Follow these 5 steps to prepare this dish. Each step includes detailed instructions for best results.

1. Mise en Place & Equipment Setup

  1. Remove 0.5 cup (120 ml) of Plain Greek Yogurt from the refrigerator to allow it to reach room temperature, preventing separation later.
  2. Place a large pot of water on the stove over high heat to bring to a boil for the pasta.
  3. Measure 0.5 cup (120 ml) Basil Pesto, 0.25 cup (25 g) Parmesan Cheese, and 1 tbsp (15 ml) Olive Oil into prep bowls.
  4. Wash 10 oz (283 g) Cherry Tomatoes, 5 oz (142 g) Baby Spinach, and 0.25 cup (10 g) Fresh Basil Leaves under cool running water.

2. Ingredient Preparation

  1. On a clean cutting board, cut 1 lb (454 g) Boneless Skinless Chicken Breast into 1-inch (2.5 cm) bite-sized pieces. Season with 0.5 tsp (2.5 g) Kosher Salt and 0.25 tsp (1.25 g) Black Pepper. Wash hands and board immediately after.
  2. Slice 10 oz (283 g) Cherry Tomatoes in half lengthwise.
  3. Peel and mince 2 cloves (10 g) of Garlic.
  4. Roughly tear the washed Fresh Basil Leaves.

3. Cook Pasta

  1. Once water is boiling, generously salt the water and add 12 oz (340 g) Whole Wheat Penne Pasta.
  2. Cook pasta according to package directions until al dente (usually 9-11 minutes). Stir occasionally.
  3. Reserve 0.5 cup (120 ml) of starchy pasta water carefully, then drain the pasta.

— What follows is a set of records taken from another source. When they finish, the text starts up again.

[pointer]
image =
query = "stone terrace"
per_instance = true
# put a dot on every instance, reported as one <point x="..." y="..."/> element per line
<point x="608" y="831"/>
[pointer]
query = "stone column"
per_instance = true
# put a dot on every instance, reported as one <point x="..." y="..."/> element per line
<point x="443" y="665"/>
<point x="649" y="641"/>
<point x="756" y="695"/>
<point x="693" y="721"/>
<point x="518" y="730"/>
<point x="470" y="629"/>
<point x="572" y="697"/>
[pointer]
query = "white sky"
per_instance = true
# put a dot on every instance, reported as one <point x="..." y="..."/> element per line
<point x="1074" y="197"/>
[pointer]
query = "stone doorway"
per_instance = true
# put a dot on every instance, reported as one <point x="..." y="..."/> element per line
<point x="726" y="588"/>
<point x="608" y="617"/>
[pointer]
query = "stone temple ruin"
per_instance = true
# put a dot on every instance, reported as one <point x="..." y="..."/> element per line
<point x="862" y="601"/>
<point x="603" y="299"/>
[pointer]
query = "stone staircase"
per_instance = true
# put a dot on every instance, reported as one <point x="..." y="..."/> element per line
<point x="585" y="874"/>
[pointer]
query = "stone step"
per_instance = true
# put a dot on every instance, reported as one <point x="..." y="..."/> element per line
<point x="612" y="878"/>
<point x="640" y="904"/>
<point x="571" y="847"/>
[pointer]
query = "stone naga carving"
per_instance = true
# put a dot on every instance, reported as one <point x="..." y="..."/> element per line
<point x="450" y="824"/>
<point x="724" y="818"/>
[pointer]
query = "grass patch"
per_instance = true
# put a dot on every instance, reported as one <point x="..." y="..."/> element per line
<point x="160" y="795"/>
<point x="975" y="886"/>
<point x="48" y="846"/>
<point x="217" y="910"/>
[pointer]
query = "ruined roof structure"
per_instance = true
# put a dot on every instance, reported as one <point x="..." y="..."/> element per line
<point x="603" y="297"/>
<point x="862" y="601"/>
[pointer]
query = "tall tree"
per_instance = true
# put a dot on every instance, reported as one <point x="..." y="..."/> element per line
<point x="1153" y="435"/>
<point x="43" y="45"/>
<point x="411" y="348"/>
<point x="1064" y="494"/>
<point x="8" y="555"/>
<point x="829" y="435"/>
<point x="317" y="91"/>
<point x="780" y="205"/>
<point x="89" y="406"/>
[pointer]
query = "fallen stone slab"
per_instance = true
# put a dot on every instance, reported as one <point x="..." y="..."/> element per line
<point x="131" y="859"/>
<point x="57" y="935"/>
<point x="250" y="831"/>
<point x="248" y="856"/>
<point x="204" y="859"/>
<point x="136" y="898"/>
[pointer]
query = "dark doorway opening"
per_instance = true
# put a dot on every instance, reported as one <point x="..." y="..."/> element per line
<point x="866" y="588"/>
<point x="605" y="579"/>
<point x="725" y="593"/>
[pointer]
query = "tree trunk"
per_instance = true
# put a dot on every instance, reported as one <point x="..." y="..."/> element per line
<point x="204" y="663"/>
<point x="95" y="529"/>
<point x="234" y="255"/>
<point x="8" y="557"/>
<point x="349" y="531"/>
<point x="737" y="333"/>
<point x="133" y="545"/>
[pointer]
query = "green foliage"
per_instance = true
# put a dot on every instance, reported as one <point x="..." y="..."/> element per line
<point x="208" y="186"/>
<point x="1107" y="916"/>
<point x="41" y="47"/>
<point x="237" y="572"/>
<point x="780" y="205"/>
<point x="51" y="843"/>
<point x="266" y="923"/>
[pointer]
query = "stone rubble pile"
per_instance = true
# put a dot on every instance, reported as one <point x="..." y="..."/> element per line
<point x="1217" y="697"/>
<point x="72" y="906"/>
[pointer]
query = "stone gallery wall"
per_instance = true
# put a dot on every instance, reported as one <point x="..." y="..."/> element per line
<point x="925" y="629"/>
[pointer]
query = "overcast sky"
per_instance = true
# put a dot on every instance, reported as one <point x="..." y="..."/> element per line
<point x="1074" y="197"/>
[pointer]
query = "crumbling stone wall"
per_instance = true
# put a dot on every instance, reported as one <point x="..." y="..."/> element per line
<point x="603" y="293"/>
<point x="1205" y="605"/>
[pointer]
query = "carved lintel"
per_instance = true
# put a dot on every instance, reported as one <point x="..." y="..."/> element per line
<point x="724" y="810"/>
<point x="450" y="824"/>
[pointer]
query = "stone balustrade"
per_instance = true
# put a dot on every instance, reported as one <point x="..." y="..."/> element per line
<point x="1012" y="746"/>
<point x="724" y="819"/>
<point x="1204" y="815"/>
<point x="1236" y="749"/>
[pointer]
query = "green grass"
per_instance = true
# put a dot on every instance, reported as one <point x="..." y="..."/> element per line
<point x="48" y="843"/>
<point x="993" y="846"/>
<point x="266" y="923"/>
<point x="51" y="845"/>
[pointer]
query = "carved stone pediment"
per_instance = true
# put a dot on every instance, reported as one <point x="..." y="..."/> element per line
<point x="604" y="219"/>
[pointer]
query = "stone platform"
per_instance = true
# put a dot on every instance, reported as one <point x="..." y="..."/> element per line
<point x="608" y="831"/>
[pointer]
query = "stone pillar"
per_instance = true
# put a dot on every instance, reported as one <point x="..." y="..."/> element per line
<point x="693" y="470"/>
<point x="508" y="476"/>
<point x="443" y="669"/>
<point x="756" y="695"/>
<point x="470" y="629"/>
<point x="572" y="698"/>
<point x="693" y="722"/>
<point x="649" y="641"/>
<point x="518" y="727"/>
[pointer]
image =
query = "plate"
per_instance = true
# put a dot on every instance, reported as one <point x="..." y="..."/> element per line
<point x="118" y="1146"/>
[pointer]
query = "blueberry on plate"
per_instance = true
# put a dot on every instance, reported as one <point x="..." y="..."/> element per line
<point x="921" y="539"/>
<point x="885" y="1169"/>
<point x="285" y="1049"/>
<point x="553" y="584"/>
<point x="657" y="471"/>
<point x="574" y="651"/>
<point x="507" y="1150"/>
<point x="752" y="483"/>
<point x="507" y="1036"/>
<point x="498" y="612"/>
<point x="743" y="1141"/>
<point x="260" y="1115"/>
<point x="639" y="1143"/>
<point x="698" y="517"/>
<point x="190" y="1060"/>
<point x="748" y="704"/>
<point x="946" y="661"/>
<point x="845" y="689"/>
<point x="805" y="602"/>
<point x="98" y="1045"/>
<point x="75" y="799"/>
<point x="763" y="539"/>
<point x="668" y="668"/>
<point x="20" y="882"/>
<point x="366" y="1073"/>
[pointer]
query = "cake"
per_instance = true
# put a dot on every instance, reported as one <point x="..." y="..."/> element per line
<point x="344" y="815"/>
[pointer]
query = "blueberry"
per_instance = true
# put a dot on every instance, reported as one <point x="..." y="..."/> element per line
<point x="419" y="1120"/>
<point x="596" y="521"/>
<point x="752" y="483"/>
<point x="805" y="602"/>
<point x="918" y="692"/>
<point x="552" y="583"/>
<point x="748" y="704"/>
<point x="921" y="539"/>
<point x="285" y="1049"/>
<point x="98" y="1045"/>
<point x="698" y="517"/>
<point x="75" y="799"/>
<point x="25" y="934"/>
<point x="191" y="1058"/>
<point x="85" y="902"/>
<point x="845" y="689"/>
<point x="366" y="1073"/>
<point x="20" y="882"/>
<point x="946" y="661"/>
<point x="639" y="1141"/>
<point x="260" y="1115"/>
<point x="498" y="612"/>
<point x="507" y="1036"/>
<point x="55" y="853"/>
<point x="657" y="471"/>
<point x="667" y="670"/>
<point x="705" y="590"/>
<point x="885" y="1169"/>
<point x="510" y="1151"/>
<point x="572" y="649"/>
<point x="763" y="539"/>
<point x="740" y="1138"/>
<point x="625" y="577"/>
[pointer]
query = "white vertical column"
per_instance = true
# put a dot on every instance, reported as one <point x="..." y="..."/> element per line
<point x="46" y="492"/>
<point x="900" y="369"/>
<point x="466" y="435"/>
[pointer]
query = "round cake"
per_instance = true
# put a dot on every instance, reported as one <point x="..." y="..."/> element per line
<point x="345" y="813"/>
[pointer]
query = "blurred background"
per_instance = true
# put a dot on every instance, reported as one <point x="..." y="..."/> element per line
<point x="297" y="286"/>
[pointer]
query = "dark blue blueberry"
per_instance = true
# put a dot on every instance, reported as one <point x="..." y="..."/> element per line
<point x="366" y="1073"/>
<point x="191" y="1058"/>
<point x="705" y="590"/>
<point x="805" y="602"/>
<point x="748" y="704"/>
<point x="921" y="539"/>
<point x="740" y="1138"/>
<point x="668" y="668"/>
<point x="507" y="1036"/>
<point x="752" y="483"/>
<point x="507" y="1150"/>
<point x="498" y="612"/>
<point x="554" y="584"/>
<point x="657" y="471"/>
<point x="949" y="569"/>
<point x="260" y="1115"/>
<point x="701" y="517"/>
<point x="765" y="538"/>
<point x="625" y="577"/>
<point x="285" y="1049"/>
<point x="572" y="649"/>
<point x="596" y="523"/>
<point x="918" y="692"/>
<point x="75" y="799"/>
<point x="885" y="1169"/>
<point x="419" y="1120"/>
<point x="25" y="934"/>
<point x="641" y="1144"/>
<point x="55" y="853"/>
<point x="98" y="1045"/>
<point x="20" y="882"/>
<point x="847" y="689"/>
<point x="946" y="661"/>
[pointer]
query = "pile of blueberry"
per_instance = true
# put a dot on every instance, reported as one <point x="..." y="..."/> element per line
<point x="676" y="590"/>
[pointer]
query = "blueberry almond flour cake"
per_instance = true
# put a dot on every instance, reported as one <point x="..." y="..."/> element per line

4. Cook Chicken & Vegetables

  1. While pasta cooks, heat 1 tbsp (15 ml) Extra Virgin Olive Oil in a large skillet over medium-high heat.
  2. Add the seasoned chicken pieces in a single layer. Cook undisturbed for 3 minutes to brown.
  3. Flip chicken and cook for another 3-4 minutes until cooked through (internal temp 165°F/74°C).
  4. Add minced garlic and halved cherry tomatoes to the skillet. Sauté for 2 minutes until tomatoes soften slightly.
  5. Add 5 oz (142 g) Baby Spinach and stir for 60 seconds until just wilted.

5. Sauce & Combination

  1. Remove the skillet from heat completely (crucial to prevent yogurt from separating).
  2. Stir in 0.5 cup (120 ml) Basil Pesto and the room-temperature 0.5 cup (120 ml) Plain Greek Yogurt until creamy.
  3. Add the drained pasta to the skillet. Toss gently to combine all ingredients.
  4. If the sauce is too thick, splash in small amounts of reserved pasta water until desired consistency is reached.

Plating

  1. Ensure the serving bowls are warm to the touch to prevent the yogurt sauce from seizing.
  2. Spoon the pasta into the center of the bowl, piling it high in a mound rather than spreading it flat, to create volume and visual appeal.
  3. Using tongs or a spoon, pull several pieces of chicken and bright cherry tomatoes to the surface of the mound so the key ingredients are clearly visible.
  4. Grate fresh Parmesan cheese lightly over the top of the pasta mound.
  5. Scatter the torn fresh basil leaves over the dish for a burst of green color and fresh aroma.
  6. Wipe the rim of the bowl with a clean, damp cloth to ensure a spotless, professional finish before serving.

Family Beverage

Sparkling water infused with fresh cucumber slices, lemon wedges, and a sprig of mint

Alcohol Beverage

A chilled glass of crisp Sauvignon Blanc or a light Pinot Grigio

Serving Suggestions

Serve immediately in warm bowls, garnished with fresh basil leaves and a light dusting of grated Parmesan cheese. This dish pairs beautifully with a side of roasted asparagus or a crisp arugula salad with balsamic vinaigrette to add extra freshness and volume to the meal.

Notes

To maintain a smooth, creamy consistency, stir in the Greek yogurt after removing the pan from the heat to prevent separation. Incorporating fresh cherry tomatoes and baby spinach adds vibrant color and essential nutrients to the dish. Using whole wheat pasta increases the fiber content for a more satisfying meal.

Storage

Allow the pasta to cool completely to room temperature before transferring to an airtight container. Refrigerate within 2 hours of cooking. The dish will keep well for 3 to 4 days. Note that the whole wheat penne will absorb some of the sauce during storage, so the mixture will appear thicker when removed from the fridge.

Freezing

Freezing is not recommended for this dish as the Greek yogurt sauce may separate and become grainy, and the texture of the fresh spinach and tomatoes will soften significantly. If freezing is necessary, store in airtight freezer-safe containers for up to 2 months. Thaw completely in the refrigerator overnight. When reheating, do so gently on the stove over low heat, adding a splash of water or milk to help re-emulsify the sauce.